In Eldon E. Harmon v. State of Indiana, 20A03-1110-CR-529, the court ruled that imprecise measurements of “cooked” meth powder and the weight of liquid precursors to the drug were insufficient for the conviction and 40-year sentence with 30 executed.
“The sole basis for elevating Harmon’s offense from a Class B felony to a Class A felony was the weight of the drug. That is, to support the elevation, the State was required to prove beyond a reasonable doubt that Harmon manufactured at least three grams of methamphetamine,” Judge Paul Mathias wrote in a unanimous appeal that included a separate opinion from Judge Nancy Vaidik.
“Here, the State used an unreliable method to establish the weight element of the Class A felony offense. We acknowledge that, for reasons that are not readily apparent, the State Police Laboratory has a policy against weighing liquids. But there were other, scientific ways the State could have established the actual, measured weight of the samples of liquid methamphetamine base,” Mathias wrote.
The techniques involved a state trooper weighing meth against packets of artificial sweetener, and what Harmon in his appeal referred to as jurors permitted to act as “human scales.”
“This evidence was inadequate to establish the ‘actual, measured weight,’” the ruling said.
Vaidik wrote in a concurring opinion that more clarity is needed with determining the weight of meth and its precursors for charging purposes.
Measuring the final product is clear-cut, she wrote, but “issues arise, however, when the manufacturing process has not been completed
and the methamphetamine is still mixed in with liquid ingredients. Varying methods have been used to determine the actual weight of the methamphetamine produced in this situation.

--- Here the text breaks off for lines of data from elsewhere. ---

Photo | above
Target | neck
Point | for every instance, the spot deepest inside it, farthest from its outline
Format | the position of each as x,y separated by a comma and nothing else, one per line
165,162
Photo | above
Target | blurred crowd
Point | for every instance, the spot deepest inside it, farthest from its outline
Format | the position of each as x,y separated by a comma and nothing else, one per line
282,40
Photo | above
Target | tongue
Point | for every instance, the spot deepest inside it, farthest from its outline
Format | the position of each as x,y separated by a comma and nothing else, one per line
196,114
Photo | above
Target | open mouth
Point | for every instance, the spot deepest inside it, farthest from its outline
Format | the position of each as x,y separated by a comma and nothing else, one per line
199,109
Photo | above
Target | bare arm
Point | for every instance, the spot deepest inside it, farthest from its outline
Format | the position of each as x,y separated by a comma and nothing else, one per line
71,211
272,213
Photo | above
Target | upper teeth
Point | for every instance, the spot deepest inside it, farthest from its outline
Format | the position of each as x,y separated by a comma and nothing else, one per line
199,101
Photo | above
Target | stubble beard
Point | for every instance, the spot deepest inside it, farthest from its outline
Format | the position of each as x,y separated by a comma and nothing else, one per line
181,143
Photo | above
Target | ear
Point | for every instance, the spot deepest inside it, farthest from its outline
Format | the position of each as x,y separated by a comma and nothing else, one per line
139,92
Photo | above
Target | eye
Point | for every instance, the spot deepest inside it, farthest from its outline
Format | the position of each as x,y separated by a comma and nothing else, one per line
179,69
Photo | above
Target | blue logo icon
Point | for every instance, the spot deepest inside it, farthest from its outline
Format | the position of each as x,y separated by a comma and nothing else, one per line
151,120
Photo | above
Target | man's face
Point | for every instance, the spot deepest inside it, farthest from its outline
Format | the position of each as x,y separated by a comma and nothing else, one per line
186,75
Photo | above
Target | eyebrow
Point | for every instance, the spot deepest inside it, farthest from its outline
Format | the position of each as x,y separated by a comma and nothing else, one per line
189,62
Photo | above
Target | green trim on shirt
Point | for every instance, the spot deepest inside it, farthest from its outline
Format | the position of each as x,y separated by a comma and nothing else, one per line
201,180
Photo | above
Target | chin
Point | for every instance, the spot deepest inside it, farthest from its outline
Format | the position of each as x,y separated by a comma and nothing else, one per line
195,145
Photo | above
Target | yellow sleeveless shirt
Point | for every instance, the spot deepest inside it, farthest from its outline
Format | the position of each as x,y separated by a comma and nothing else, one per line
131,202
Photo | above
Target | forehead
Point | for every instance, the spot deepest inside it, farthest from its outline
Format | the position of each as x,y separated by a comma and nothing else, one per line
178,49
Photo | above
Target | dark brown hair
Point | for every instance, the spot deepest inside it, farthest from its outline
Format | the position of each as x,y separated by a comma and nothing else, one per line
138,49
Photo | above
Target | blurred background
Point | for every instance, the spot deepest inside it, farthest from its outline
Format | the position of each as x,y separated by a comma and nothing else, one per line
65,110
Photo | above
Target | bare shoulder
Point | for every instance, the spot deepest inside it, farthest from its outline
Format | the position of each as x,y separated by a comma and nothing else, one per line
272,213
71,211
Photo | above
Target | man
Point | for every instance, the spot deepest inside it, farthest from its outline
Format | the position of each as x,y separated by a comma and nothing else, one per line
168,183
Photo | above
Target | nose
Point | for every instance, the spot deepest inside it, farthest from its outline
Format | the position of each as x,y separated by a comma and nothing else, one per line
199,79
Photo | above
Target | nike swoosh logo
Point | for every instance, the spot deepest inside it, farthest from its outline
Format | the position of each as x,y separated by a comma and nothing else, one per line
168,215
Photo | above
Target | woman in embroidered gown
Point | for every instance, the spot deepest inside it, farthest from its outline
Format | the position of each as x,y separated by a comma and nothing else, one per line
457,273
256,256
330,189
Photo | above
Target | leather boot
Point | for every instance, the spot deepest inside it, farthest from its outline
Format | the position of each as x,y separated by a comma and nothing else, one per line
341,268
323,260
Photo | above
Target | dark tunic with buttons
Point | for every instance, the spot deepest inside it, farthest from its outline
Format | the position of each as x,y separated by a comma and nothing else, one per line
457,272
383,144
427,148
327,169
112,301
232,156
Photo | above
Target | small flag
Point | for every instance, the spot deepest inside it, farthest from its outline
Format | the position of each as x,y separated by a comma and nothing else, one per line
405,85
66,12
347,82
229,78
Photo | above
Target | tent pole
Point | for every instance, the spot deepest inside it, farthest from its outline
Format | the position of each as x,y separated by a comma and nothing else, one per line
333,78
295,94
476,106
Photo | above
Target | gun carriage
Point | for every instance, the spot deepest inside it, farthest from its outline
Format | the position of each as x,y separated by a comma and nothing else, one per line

“I find the method of measuring the weight of the methamphetamine and the liquid together to be inherently problematic and to require
ascertaining the legislative intent behind the manufacturing-of-methamphetamine statute. I conclude that the legislature did not intend for the liquid byproduct of the manufacturing process to be included in the measurement of the weight of methamphetamine involved.”